You will be marked based on the explanation of your approach and its accuracy. 

(1 mark) 

In [62]:
###
# Your answer BEGINS HERE
###
#list storing n gram counts
ngram_counts = []
n_gram_counts.append(Counter())             #unigram_counts
n_gram_counts.append(defaultdict(Counter))  #bigram_counts
n_gram_counts.append(defaultdict(Counter))  #trigram_counts
n_gram_counts.append(defaultdict(Counter))  #quadgram_counts
n_gram_counts.append(defaultdict(Counter))  #quingram_counts

def convert_word(word):
    return '^' + word

for word in training_set:
    word = convert_word(word)
    for i in range(1, len(word)):
            n_gram_counts[0][word[i]] += 1   #1-gram increments
            if i >= 1:
                n_gram_counts[1][word[i-1]][word[i]] += 1  #2-gram increments
            if i >= 2:
                n_gram_counts[2][word[i-2:i]][word[i]] += 1  #3-gram increments
            if i >= 3:
                n_gram_counts[3][word[i-3:i]][word[i]] += 1  #4-gram increments
            if i >= 4:
                n_gram_counts[4][word[i-4:i]][word[i]] += 1  #5-gram increments

#interpolation function
def get_char_prob_interp(prev_chars, char, n_gram, n_gram_counts, lambdas):
    interp_n_gram_counts = [0] * 5
    for i in range(n_gram, 0, -1):
        if i != 1:
            char_i_gram_count = n_gram_counts[i-1][prev_chars[-(i-1):]][char]
            prev_chars_count = float( sum( n_gram_counts[i-1][prev_chars[-(i-1):]].values()) + 1e-6)  # sum of ngram counts + 1 * 10**-6
            interp_n_gram_counts[i-1] = char_i_gram_count / prev_chars_count * lambdas[i-1]
        else:
            interp_n_gram_counts[i-1] = n_gram_counts[i-1][char] / float( sum( n_gram_counts[i-1].values())) * lambdas[i-1]
    return math.log(sum(interp_n_gram_counts))

# 5-gram guesser 
def my_ai_guesser(mask, guessed, **kwargs):
    n_gram = 5 
    #lambda values 
    lambdas = [[1], [0.1,0.9], [0.01,0.09,0.9], [0.001,0.009,0.09,0.9], [0.0001,0.0009,0.009,0.09,0.9]]
    mask = ''.join(mask)
    mask = convert_word(mask)
    
    all_prev_chars = []
    prev_chars = ""
    for char in mask:
        #previous character is filled
        if char != '_':
            prev_chars += char
        else:
            all_prev_chars.append(prev_chars)
            prev_chars = ""
        
    choices = set(string.ascii_lowercase).difference(guessed)
    #setting max to infinity
    maxsum_char_prob_interp = float("-inf")
    choice = ''
    for char in choices:
        sum_char_prob_interp = 0
        for prev_chars in all_prev_chars:
            char_n_gram = n_gram if ((len(prev_chars) + 1) > n_gram) else (len(prev_chars) + 1)
            sum_char_prob_interp += get_char_prob_interp(str(prev_chars), char, char_n_gram, n_gram_counts, lambdas[char_n_gram-1])
        if sum_char_prob_interp > maxsum_char_prob_interp:
            maxsum_char_prob_interp = sum_char_prob_interp
            choice = char #best choice of character
    
    return choice
    
    return random_guesser(mask, guessed)

###
# Your answer ENDS HERE
###

result = test_guesser(my_ai_guesser)
print()
print("Average number of incorrect guesses: ", result)

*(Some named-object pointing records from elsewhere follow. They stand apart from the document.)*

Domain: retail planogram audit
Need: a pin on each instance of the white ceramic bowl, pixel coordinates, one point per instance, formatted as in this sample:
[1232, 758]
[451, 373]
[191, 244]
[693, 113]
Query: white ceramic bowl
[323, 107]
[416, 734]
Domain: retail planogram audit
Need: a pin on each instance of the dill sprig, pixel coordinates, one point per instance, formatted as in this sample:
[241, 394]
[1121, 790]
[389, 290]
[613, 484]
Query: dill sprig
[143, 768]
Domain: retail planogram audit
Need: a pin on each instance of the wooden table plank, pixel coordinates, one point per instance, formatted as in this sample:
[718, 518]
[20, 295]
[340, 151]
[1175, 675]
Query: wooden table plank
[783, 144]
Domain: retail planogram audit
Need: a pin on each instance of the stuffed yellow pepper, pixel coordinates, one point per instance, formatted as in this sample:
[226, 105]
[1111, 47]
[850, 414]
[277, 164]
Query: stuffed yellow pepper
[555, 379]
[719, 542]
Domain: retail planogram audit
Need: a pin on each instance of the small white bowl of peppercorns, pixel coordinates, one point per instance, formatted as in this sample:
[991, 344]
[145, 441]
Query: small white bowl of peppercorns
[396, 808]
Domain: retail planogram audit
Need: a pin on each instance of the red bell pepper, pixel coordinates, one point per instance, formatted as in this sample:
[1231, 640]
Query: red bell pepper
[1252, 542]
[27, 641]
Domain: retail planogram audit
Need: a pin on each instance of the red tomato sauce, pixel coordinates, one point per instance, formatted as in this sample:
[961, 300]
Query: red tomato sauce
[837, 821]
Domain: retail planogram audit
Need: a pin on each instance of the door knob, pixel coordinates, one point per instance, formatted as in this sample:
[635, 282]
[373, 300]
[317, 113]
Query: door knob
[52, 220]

Average number of incorrect guesses:  7.49


**Instructions:** Explain your approach and discuss your result below. Please keep it brief.

The AI guesser is an extention of the bigram guesser. 5-gram approach have been implemented and interpolation method is used for smoothening the model hence the previous 4 characters have also been taken into consideration to formulate the guesser.Interpolation method combines N-grams of different orders to estimate the probability of an N-gram with zero frequency.The result is better and lesser when compared to the bigram guesser.